1.21 g of ethanol, C_2H_5OH, was burned in a spirit burner. The heat produced raised the temperature of 400 g of water placed in a beaker above the flame from 17.0 °C to 29.9 °C. How do you calculate the enthalpy change for the reaction taking place?

Why is this value not equal to -1371 kJmol^(-1) which is the data book value for the standard enthalpy of combustion of ethanol?

1 Answer
May 20, 2018

You really should have quoted the specific heat of water in J*g^-1...

Explanation:

We interrogate the combustion reaction...

C_2H_5OH(l) + 3O_2(g) rarr 2CO_2(g)+3H_2O(l)+Delta

So two questions: is mass conserved; is charge conserved? For both questions the answer is clearly yes...and we operate on this basis.

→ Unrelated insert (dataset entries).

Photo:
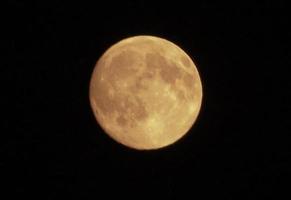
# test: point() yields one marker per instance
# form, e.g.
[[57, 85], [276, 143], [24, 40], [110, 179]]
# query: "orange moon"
[[145, 92]]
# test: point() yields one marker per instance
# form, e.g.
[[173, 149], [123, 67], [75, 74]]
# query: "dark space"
[[53, 147]]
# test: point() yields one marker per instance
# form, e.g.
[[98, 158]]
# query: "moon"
[[145, 92]]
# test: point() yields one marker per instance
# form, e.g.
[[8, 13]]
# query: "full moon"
[[145, 92]]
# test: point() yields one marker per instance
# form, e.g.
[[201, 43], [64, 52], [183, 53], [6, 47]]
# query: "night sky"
[[53, 147]]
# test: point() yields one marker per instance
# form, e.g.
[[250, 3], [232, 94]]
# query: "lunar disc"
[[145, 92]]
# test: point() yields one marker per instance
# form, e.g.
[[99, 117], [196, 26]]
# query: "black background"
[[54, 147]]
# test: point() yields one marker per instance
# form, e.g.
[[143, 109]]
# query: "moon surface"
[[145, 92]]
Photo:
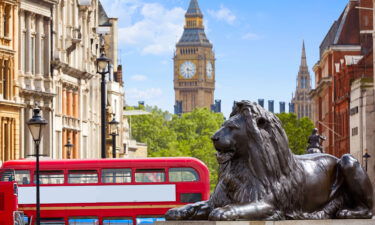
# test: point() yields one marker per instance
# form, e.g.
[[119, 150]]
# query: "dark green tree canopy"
[[188, 135], [297, 130]]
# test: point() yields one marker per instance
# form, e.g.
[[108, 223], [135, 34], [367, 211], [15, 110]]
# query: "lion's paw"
[[176, 214], [223, 214], [354, 214]]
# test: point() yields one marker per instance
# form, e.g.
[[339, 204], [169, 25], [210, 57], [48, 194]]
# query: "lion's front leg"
[[250, 211], [196, 211]]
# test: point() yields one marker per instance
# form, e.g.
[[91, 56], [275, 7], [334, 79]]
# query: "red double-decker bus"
[[9, 214], [109, 191]]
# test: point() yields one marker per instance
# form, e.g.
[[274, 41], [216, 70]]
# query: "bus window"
[[116, 175], [22, 176], [50, 177], [183, 175], [82, 177], [117, 221], [190, 197], [149, 175], [54, 221], [149, 219], [83, 221]]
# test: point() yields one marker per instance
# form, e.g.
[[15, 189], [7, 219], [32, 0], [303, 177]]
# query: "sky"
[[257, 45]]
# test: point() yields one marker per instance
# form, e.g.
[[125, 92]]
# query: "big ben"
[[194, 64]]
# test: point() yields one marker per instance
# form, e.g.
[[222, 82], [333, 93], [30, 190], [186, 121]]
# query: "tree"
[[297, 130], [188, 135]]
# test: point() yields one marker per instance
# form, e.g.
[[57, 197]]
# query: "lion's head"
[[255, 146]]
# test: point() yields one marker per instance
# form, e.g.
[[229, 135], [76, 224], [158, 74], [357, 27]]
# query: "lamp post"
[[103, 68], [114, 132], [36, 125], [366, 156], [69, 147]]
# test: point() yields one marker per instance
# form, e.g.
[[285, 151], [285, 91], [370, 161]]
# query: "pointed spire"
[[194, 9], [303, 57]]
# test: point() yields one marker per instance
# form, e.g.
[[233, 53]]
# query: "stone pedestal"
[[285, 222]]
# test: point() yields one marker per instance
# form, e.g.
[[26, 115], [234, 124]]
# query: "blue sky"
[[257, 45]]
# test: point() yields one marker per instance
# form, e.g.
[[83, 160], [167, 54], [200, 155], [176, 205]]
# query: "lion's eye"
[[233, 125]]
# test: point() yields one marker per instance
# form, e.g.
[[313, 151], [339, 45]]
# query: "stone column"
[[64, 110], [76, 105], [38, 53], [69, 103], [47, 47], [28, 43], [64, 141]]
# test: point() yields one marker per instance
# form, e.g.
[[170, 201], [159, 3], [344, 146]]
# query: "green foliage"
[[188, 135], [297, 130]]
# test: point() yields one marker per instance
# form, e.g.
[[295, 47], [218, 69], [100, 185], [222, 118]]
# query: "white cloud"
[[223, 14], [146, 94], [138, 77], [251, 36], [156, 31]]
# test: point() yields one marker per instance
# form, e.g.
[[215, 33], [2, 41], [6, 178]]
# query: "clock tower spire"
[[194, 64]]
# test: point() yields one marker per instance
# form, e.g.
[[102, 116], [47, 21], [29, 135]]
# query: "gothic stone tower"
[[194, 64], [301, 100]]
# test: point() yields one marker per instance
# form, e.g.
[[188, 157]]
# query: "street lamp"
[[36, 125], [69, 147], [103, 68], [114, 132], [366, 156]]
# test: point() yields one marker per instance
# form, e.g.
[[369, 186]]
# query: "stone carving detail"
[[260, 179], [315, 142]]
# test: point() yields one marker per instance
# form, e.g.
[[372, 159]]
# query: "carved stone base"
[[285, 222]]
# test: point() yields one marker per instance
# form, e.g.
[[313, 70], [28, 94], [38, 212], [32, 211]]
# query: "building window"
[[32, 58], [41, 65], [23, 52], [355, 131], [6, 20], [5, 79]]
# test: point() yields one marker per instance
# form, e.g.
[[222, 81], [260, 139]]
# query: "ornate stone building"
[[10, 104], [345, 56], [35, 77], [77, 85], [194, 64], [115, 87], [301, 100]]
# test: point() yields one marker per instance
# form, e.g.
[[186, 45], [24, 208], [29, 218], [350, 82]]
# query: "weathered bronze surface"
[[315, 142], [260, 178]]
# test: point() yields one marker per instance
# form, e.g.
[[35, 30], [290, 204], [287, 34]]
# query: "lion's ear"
[[262, 122]]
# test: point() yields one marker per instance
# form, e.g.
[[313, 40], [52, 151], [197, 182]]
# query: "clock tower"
[[194, 65]]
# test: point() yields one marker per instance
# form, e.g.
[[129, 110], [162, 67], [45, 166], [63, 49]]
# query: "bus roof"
[[106, 163]]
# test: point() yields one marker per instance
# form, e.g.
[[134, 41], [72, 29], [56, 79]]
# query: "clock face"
[[187, 69], [209, 69]]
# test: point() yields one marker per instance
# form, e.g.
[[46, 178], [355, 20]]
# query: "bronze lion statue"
[[260, 178]]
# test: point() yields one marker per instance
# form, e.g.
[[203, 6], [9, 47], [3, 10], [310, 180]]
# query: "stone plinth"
[[285, 222]]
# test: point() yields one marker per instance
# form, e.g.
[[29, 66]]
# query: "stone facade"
[[345, 55], [77, 110], [301, 100], [194, 64], [35, 77], [132, 148], [362, 123], [77, 85], [10, 104], [115, 87]]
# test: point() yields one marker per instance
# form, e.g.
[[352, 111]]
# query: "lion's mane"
[[271, 169]]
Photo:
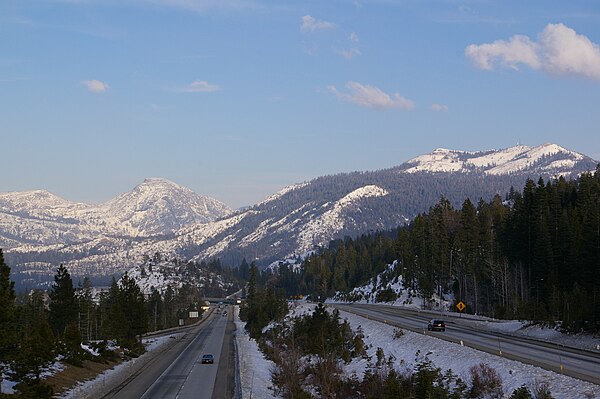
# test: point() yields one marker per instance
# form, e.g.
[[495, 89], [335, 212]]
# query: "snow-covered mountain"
[[159, 216], [158, 275], [155, 207], [546, 159]]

"Moles of ethanol"=(1.21*g)/(46.07*g*mol^-1)=0.0263*mol

Now this site quotes the specific heat of water as 4.181*J*K^-1*g^-1, and you should have dug for this and not I.

And Delta=m_"mass of water"xxDeltaTxxunderbrace(4.181*J*K^-1*g^-1)_"specific heat of water"

=400*gxx12.9*Kxx4.181*J*K^-1*g^-1=21574.0*J

But this heat output was associated with the combustion of the GIVEN MOLAR quantity.... i.e.

DeltaH_"combustion enthalpy of ethanol"^@=(21547.0*J)/(0.0263*mol)

=-820.3*kJ*mol^-1...now this value is LESS than half of the quoted value. Why the shortfall? Well we have assumed that hear transfer was perfect. I would argue that is not. Heat is lost to the surroundings, and heat is lost to the apparatus.